Large accelerated filer | x | Accelerated filer | ¨ | |
Non-accelerated filer | ¨ | Smaller reporting company | ¨ | |
Emerging growth company | ¨ |
If an emerging growth company, indicate by check mark if the registrant has elected not to use the extended transition period for complying with any new or revised financial accounting standards provided pursuant to Section 7(a)(2)(B) of the Securities Act. ¨
DEREGISTRATION OF SECURITIES
This Post-Effective Amendment (the “Post-Effective Amendment”) relates to Registration Statement No. 333-213803 (the “Registration Statement”) filed by Berry Global Group, Inc. (formerly known as Berry Plastics Group, Inc.) (“Berry”) with the Securities and Exchange Commission (the “SEC”) on September 26, 2016, registering 6,907,578 shares of common stock, par value $0.01 per share (the “Common Stock”), of Berry in connection with the acquisition of AEP Industries Inc., as amended by Amendment No. 1 to Registration Statement No. 333-213803, filed with the SEC on November 8, 2016, Amendment No. 2 to Registration Statement No. 333-213803, filed with the SEC on December 9, 2016, and Amendment No. 3 to Registration Statement No. 333-213803, filed with the SEC on December 15, 2016.
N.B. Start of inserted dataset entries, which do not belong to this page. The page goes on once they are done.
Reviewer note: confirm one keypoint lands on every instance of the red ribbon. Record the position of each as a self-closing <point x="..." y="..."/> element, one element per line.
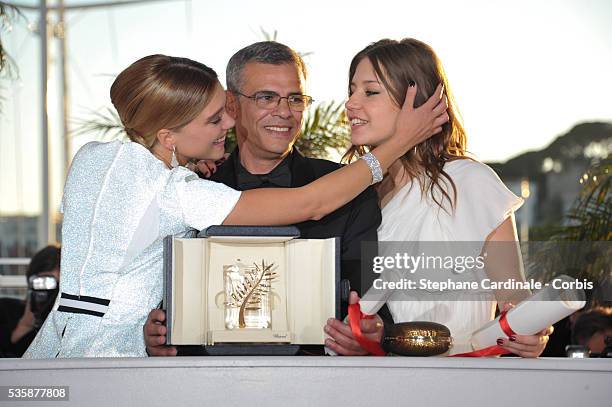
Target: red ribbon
<point x="355" y="317"/>
<point x="495" y="349"/>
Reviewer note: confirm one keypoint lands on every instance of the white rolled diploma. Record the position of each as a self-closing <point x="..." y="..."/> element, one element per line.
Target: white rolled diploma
<point x="541" y="310"/>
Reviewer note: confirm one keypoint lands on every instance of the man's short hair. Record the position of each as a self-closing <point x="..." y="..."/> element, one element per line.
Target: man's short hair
<point x="265" y="52"/>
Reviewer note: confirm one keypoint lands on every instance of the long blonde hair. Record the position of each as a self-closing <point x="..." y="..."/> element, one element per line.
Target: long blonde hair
<point x="396" y="63"/>
<point x="161" y="92"/>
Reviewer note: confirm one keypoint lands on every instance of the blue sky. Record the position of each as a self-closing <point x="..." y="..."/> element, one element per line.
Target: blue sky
<point x="523" y="72"/>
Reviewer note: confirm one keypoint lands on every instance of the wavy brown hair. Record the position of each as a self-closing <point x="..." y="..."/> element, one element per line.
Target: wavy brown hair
<point x="396" y="63"/>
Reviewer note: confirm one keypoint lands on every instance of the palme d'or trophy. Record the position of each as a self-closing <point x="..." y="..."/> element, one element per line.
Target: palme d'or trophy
<point x="249" y="290"/>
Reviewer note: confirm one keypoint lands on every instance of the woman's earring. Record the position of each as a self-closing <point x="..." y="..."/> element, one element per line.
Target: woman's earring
<point x="174" y="161"/>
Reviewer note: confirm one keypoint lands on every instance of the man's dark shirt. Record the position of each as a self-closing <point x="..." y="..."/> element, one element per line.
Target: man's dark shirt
<point x="355" y="222"/>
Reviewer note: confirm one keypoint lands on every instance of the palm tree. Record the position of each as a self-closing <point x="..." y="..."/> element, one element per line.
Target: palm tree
<point x="8" y="67"/>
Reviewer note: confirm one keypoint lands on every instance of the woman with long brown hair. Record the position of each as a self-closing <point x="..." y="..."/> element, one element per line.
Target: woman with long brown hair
<point x="433" y="193"/>
<point x="122" y="198"/>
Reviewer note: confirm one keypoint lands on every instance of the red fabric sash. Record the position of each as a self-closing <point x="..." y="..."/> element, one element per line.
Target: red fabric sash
<point x="355" y="317"/>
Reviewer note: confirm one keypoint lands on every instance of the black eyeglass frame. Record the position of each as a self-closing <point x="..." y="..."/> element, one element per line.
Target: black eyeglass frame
<point x="253" y="97"/>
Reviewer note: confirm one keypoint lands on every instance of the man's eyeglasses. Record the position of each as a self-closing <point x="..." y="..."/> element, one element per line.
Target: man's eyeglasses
<point x="271" y="100"/>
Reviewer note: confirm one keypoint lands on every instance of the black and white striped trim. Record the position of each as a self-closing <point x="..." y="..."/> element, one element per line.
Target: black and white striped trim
<point x="81" y="304"/>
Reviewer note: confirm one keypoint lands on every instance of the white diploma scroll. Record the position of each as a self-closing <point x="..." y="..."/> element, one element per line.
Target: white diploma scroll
<point x="543" y="309"/>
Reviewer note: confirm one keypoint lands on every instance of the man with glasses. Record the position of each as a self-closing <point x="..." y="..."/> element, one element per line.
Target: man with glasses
<point x="265" y="96"/>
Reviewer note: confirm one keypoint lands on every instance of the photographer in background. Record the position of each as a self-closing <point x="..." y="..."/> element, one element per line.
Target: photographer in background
<point x="19" y="320"/>
<point x="593" y="329"/>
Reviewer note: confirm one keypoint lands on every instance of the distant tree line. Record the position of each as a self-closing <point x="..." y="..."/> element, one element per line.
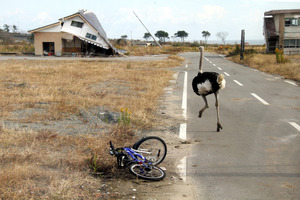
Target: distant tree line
<point x="163" y="35"/>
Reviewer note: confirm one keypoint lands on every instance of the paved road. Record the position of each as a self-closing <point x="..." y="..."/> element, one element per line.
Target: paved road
<point x="257" y="154"/>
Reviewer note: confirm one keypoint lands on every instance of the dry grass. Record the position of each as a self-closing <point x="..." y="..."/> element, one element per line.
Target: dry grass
<point x="267" y="63"/>
<point x="155" y="50"/>
<point x="70" y="85"/>
<point x="45" y="165"/>
<point x="22" y="47"/>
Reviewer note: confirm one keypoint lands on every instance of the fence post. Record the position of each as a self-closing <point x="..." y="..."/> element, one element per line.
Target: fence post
<point x="242" y="45"/>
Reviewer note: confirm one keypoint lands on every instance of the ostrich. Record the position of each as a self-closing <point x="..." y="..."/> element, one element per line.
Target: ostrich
<point x="206" y="83"/>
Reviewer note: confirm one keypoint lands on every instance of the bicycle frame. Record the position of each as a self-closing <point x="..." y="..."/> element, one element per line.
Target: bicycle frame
<point x="134" y="155"/>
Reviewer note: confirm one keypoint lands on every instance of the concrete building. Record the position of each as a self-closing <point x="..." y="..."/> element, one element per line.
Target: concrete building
<point x="282" y="31"/>
<point x="79" y="34"/>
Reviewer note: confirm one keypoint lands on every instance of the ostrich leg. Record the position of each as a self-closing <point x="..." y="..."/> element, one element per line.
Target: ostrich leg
<point x="219" y="126"/>
<point x="206" y="106"/>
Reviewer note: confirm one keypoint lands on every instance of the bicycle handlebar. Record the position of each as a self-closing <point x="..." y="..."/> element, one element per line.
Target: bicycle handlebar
<point x="112" y="148"/>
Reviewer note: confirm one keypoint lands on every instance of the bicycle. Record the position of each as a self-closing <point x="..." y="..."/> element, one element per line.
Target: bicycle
<point x="142" y="158"/>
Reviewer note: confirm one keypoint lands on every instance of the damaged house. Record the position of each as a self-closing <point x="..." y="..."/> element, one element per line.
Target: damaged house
<point x="78" y="34"/>
<point x="282" y="31"/>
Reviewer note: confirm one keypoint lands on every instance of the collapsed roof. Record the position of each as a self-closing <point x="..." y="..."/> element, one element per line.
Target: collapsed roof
<point x="91" y="20"/>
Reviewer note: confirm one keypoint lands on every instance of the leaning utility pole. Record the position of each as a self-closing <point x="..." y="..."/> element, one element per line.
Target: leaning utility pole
<point x="147" y="29"/>
<point x="242" y="45"/>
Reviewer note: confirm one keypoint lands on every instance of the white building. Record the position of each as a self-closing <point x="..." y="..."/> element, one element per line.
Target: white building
<point x="78" y="34"/>
<point x="282" y="31"/>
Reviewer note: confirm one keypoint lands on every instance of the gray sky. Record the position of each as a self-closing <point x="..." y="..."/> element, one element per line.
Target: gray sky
<point x="117" y="18"/>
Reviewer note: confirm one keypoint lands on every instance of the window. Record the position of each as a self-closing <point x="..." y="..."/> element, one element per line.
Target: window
<point x="292" y="43"/>
<point x="77" y="24"/>
<point x="291" y="22"/>
<point x="91" y="36"/>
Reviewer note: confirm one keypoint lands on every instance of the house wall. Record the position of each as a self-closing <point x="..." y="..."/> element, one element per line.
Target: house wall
<point x="82" y="31"/>
<point x="286" y="32"/>
<point x="40" y="37"/>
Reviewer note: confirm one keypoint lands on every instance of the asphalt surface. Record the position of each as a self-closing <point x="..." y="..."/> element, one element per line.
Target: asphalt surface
<point x="257" y="154"/>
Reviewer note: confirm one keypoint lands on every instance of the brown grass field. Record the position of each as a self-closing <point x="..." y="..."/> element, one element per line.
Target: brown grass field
<point x="42" y="164"/>
<point x="267" y="63"/>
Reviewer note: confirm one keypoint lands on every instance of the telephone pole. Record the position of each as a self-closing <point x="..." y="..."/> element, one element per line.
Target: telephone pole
<point x="147" y="29"/>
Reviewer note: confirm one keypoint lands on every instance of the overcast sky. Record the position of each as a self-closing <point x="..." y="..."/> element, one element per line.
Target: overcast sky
<point x="117" y="18"/>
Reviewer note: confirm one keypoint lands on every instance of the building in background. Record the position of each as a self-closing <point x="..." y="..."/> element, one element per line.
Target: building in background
<point x="79" y="34"/>
<point x="282" y="31"/>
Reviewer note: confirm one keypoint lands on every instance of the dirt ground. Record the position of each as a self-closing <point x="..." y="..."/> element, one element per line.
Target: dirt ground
<point x="123" y="185"/>
<point x="174" y="186"/>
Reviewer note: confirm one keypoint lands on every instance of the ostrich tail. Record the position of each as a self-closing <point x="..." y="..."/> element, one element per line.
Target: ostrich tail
<point x="221" y="81"/>
<point x="220" y="78"/>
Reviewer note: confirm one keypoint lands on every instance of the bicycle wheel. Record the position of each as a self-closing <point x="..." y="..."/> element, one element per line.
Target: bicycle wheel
<point x="152" y="148"/>
<point x="154" y="174"/>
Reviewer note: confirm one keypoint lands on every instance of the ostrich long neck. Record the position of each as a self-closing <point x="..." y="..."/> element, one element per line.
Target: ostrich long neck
<point x="201" y="58"/>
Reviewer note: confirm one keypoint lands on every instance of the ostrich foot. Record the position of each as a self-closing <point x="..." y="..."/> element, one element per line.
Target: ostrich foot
<point x="201" y="111"/>
<point x="219" y="126"/>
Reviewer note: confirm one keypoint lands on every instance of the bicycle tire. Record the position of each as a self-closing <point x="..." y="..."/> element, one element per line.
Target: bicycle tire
<point x="155" y="145"/>
<point x="155" y="174"/>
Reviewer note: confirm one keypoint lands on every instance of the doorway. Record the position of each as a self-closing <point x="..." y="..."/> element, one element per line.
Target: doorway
<point x="48" y="48"/>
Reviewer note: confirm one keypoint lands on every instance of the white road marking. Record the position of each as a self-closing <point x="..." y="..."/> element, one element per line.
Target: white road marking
<point x="238" y="83"/>
<point x="182" y="131"/>
<point x="226" y="74"/>
<point x="295" y="125"/>
<point x="184" y="95"/>
<point x="290" y="82"/>
<point x="182" y="168"/>
<point x="222" y="56"/>
<point x="260" y="99"/>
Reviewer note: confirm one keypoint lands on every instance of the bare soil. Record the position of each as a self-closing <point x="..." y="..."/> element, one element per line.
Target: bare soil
<point x="46" y="151"/>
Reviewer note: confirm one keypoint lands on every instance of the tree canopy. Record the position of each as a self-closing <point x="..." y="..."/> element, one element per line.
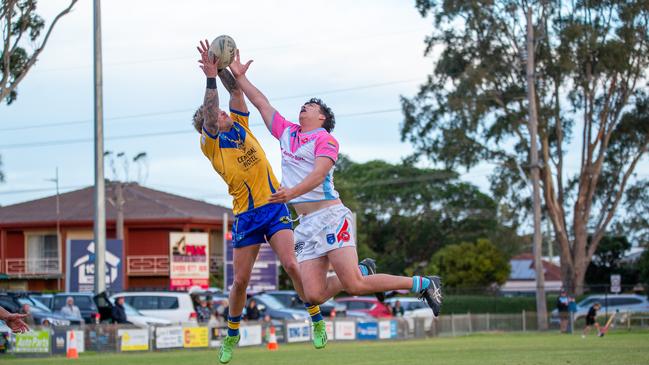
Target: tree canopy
<point x="591" y="58"/>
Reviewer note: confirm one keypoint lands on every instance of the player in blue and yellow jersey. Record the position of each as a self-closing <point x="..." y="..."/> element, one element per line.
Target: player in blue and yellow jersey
<point x="234" y="152"/>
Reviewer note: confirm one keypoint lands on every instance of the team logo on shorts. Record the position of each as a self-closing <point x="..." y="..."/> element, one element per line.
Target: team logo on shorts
<point x="299" y="246"/>
<point x="343" y="233"/>
<point x="331" y="238"/>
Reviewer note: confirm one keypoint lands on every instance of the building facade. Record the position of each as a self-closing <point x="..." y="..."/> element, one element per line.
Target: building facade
<point x="33" y="236"/>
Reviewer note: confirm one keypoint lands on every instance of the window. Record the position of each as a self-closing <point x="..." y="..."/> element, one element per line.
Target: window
<point x="356" y="305"/>
<point x="42" y="253"/>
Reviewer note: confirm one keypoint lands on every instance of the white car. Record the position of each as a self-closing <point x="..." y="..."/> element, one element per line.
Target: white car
<point x="176" y="307"/>
<point x="139" y="319"/>
<point x="413" y="308"/>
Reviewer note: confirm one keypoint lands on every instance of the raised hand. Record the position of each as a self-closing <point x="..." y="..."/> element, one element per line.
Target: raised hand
<point x="207" y="65"/>
<point x="237" y="68"/>
<point x="15" y="322"/>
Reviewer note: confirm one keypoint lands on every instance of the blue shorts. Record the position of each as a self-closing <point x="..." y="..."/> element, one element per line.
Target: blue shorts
<point x="255" y="226"/>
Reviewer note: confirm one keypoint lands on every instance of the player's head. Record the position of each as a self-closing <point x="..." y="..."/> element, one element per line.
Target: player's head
<point x="316" y="112"/>
<point x="223" y="120"/>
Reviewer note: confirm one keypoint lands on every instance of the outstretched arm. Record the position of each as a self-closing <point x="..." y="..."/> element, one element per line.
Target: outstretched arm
<point x="211" y="99"/>
<point x="237" y="100"/>
<point x="14" y="321"/>
<point x="315" y="178"/>
<point x="255" y="96"/>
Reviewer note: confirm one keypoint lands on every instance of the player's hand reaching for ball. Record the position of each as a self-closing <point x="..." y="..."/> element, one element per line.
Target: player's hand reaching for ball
<point x="282" y="195"/>
<point x="208" y="66"/>
<point x="237" y="68"/>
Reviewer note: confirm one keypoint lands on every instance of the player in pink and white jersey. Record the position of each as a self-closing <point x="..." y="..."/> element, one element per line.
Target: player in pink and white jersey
<point x="325" y="234"/>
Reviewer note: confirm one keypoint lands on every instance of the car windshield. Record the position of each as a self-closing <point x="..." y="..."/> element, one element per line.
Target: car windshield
<point x="269" y="301"/>
<point x="36" y="306"/>
<point x="130" y="311"/>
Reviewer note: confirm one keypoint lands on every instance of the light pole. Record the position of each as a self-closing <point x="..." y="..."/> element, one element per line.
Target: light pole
<point x="100" y="188"/>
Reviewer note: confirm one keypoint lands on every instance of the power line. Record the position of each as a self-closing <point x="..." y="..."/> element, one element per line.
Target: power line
<point x="176" y="111"/>
<point x="153" y="134"/>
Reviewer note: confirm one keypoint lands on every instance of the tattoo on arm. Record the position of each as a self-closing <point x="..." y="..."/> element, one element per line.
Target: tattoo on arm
<point x="229" y="81"/>
<point x="211" y="108"/>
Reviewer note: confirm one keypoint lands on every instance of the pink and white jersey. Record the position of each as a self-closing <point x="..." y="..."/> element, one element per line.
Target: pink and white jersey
<point x="299" y="151"/>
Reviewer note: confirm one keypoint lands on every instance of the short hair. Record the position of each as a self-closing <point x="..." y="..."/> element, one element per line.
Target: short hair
<point x="198" y="119"/>
<point x="330" y="119"/>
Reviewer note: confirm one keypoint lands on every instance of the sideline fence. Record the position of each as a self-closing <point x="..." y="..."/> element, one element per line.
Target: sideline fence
<point x="127" y="338"/>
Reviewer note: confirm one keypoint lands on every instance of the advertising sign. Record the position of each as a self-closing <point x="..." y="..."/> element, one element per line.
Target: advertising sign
<point x="168" y="337"/>
<point x="196" y="337"/>
<point x="367" y="330"/>
<point x="34" y="342"/>
<point x="134" y="340"/>
<point x="80" y="266"/>
<point x="345" y="330"/>
<point x="250" y="335"/>
<point x="189" y="260"/>
<point x="298" y="332"/>
<point x="265" y="272"/>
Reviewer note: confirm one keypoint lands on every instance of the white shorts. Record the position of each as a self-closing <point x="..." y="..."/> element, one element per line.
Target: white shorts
<point x="322" y="231"/>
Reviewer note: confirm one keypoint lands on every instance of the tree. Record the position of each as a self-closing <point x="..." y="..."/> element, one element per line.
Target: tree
<point x="471" y="265"/>
<point x="590" y="62"/>
<point x="20" y="23"/>
<point x="608" y="260"/>
<point x="406" y="213"/>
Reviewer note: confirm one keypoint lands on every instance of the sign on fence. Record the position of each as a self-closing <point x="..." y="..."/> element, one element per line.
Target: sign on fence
<point x="345" y="330"/>
<point x="196" y="337"/>
<point x="250" y="335"/>
<point x="367" y="330"/>
<point x="133" y="340"/>
<point x="34" y="342"/>
<point x="168" y="337"/>
<point x="298" y="332"/>
<point x="189" y="260"/>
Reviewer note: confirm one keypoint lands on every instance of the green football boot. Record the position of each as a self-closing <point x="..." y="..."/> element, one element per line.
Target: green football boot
<point x="225" y="354"/>
<point x="319" y="334"/>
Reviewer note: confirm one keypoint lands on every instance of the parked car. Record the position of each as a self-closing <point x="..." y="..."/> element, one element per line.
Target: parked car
<point x="176" y="307"/>
<point x="44" y="298"/>
<point x="13" y="303"/>
<point x="268" y="304"/>
<point x="84" y="301"/>
<point x="625" y="303"/>
<point x="413" y="308"/>
<point x="290" y="299"/>
<point x="369" y="305"/>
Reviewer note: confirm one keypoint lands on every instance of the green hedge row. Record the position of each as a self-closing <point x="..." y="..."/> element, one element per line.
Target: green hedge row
<point x="492" y="304"/>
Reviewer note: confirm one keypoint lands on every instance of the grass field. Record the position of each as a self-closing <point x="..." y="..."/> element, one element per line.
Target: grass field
<point x="511" y="349"/>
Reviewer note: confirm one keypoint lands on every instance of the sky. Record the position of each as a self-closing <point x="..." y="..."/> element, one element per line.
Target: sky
<point x="358" y="56"/>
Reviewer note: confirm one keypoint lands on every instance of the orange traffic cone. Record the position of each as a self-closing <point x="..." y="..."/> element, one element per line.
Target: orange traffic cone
<point x="72" y="347"/>
<point x="272" y="341"/>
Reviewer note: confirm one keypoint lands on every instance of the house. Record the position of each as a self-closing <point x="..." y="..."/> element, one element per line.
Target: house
<point x="522" y="279"/>
<point x="33" y="256"/>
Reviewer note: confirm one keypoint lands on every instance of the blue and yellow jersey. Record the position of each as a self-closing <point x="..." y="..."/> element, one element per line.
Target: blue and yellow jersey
<point x="238" y="157"/>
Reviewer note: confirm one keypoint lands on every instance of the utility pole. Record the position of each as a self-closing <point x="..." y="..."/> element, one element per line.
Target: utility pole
<point x="541" y="306"/>
<point x="58" y="221"/>
<point x="100" y="188"/>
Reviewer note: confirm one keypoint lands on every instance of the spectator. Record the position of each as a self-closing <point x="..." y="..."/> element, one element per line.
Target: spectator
<point x="70" y="310"/>
<point x="562" y="307"/>
<point x="397" y="310"/>
<point x="203" y="312"/>
<point x="591" y="319"/>
<point x="118" y="312"/>
<point x="27" y="311"/>
<point x="252" y="312"/>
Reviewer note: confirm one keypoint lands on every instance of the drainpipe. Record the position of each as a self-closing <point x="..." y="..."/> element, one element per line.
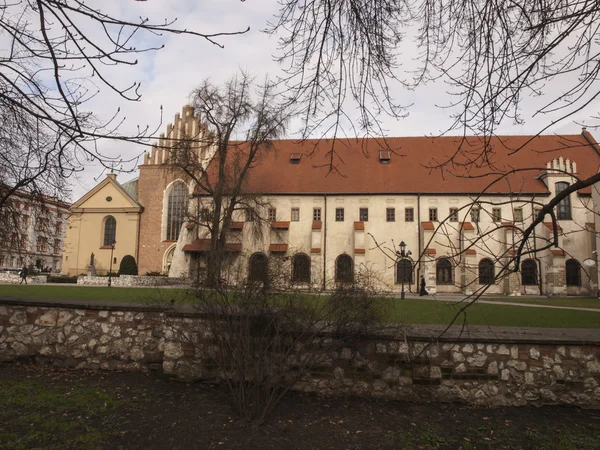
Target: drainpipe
<point x="325" y="242"/>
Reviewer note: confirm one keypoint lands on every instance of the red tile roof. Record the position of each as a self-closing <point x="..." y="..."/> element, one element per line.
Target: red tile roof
<point x="412" y="167"/>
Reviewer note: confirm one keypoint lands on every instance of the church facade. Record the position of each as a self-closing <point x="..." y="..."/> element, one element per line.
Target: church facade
<point x="462" y="222"/>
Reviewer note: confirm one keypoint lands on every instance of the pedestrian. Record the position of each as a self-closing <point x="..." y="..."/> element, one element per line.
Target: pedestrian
<point x="423" y="291"/>
<point x="23" y="274"/>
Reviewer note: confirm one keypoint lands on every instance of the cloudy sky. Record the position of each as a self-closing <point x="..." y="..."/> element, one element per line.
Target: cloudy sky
<point x="169" y="75"/>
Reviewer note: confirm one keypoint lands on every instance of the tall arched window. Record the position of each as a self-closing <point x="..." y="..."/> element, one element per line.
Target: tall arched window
<point x="344" y="269"/>
<point x="529" y="273"/>
<point x="259" y="268"/>
<point x="404" y="271"/>
<point x="443" y="271"/>
<point x="573" y="269"/>
<point x="486" y="271"/>
<point x="301" y="268"/>
<point x="110" y="231"/>
<point x="563" y="209"/>
<point x="176" y="209"/>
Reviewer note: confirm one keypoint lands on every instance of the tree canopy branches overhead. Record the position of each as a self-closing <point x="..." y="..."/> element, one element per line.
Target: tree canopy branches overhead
<point x="492" y="54"/>
<point x="56" y="57"/>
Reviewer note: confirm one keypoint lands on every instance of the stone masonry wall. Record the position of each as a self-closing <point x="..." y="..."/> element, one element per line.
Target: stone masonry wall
<point x="480" y="372"/>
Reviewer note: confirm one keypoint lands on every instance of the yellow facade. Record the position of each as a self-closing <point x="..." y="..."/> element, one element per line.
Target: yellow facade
<point x="87" y="229"/>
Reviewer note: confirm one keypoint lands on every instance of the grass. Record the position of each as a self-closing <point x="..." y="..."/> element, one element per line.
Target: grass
<point x="36" y="415"/>
<point x="411" y="311"/>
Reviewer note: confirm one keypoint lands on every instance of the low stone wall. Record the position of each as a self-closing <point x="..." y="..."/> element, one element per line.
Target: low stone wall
<point x="131" y="281"/>
<point x="14" y="278"/>
<point x="481" y="371"/>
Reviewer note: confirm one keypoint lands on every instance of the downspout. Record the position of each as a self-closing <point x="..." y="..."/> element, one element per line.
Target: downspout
<point x="325" y="242"/>
<point x="419" y="238"/>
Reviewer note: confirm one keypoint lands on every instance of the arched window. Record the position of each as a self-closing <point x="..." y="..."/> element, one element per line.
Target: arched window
<point x="110" y="231"/>
<point x="176" y="209"/>
<point x="529" y="273"/>
<point x="486" y="271"/>
<point x="344" y="269"/>
<point x="573" y="269"/>
<point x="259" y="268"/>
<point x="404" y="271"/>
<point x="563" y="209"/>
<point x="443" y="271"/>
<point x="301" y="268"/>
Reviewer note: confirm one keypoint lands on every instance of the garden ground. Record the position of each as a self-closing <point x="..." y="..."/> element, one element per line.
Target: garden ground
<point x="52" y="408"/>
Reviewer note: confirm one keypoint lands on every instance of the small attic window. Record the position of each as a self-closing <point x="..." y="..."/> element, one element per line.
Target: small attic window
<point x="384" y="156"/>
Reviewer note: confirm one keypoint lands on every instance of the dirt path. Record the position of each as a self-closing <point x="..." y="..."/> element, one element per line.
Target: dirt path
<point x="53" y="408"/>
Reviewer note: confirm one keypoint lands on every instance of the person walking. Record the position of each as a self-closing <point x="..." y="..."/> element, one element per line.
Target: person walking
<point x="23" y="274"/>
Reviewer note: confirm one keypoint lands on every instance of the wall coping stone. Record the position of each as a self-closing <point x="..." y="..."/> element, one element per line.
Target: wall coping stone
<point x="435" y="333"/>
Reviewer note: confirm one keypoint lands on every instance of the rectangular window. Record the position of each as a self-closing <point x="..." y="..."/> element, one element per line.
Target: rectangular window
<point x="295" y="214"/>
<point x="433" y="214"/>
<point x="390" y="214"/>
<point x="518" y="214"/>
<point x="364" y="214"/>
<point x="497" y="214"/>
<point x="272" y="214"/>
<point x="316" y="214"/>
<point x="453" y="217"/>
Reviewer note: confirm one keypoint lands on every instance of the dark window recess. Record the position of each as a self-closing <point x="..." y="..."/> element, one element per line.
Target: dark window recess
<point x="486" y="271"/>
<point x="301" y="269"/>
<point x="529" y="275"/>
<point x="364" y="214"/>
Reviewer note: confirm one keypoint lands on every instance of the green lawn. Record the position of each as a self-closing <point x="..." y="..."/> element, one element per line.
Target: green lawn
<point x="407" y="311"/>
<point x="574" y="302"/>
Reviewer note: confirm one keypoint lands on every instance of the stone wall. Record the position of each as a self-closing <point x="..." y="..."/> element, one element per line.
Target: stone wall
<point x="131" y="281"/>
<point x="489" y="371"/>
<point x="13" y="278"/>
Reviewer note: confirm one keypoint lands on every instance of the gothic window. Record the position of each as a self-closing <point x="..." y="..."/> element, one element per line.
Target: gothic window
<point x="110" y="231"/>
<point x="344" y="270"/>
<point x="486" y="271"/>
<point x="573" y="269"/>
<point x="301" y="268"/>
<point x="529" y="273"/>
<point x="563" y="209"/>
<point x="443" y="271"/>
<point x="404" y="271"/>
<point x="176" y="209"/>
<point x="259" y="266"/>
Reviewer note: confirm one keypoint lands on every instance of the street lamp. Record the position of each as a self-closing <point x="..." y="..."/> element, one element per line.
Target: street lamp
<point x="403" y="253"/>
<point x="112" y="249"/>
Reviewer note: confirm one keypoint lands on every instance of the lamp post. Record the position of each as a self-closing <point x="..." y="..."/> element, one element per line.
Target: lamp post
<point x="112" y="249"/>
<point x="403" y="253"/>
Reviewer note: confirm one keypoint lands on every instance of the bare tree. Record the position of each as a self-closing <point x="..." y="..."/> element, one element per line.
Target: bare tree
<point x="55" y="59"/>
<point x="241" y="124"/>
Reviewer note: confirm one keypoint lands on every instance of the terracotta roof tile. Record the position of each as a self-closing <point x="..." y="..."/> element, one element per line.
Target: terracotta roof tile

On April 30, 2025, pursuant to the Agreement and Plan of Merger, dated as of November 19, 2024 (the “Merger Agreement”), by and among Amcor plc (“Amcor”), Aurora Spirit, Inc., a wholly-owned subsidiary of Amcor (“Merger Sub”), and Berry, Merger Sub merged with and into Berry, with Berry surviving as a wholly-owned subsidiary of Amcor.
As a result of the transactions contemplated by the Merger Agreement, Berry has terminated all of the offerings and sales of Berry’s securities pursuant to the Registration Statement. In accordance with the undertakings made by Berry in the Registration Statement to remove from registration, by means of a post-effective amendment, any of the securities of Berry registered under the Registration Statement which remain unsold at the termination of the offering, Berry hereby removes from registration, by means of this Post-Effective Amendment, all of the securities of Berry registered under the Registration Statement that remain unsold as of the date of this Post-Effective Amendment, if any. The Registration Statement is hereby amended, as appropriate, to reflect the deregistration of such securities, and Berry hereby terminates the effectiveness of the Registration Statement.
SIGNATURES
Pursuant to the requirements of the Securities Act of 1933, as amended, Berry has duly caused this Post-Effective Amendment to the Registration Statement described above to be signed on its behalf by the undersigned, thereunto duly authorized, in the City of Evansville, State of Indiana, on the 30th day of April, 2025.
Berry Global Group, Inc. | |
/s/ Michael J. Rumley | |
By: Michael J. Rumley | |
Title: Treasurer |
No other person is required to sign this Post-Effective Amendment to the Registration Statement in reliance upon Rule 478 under the Securities Act of 1933, as amended.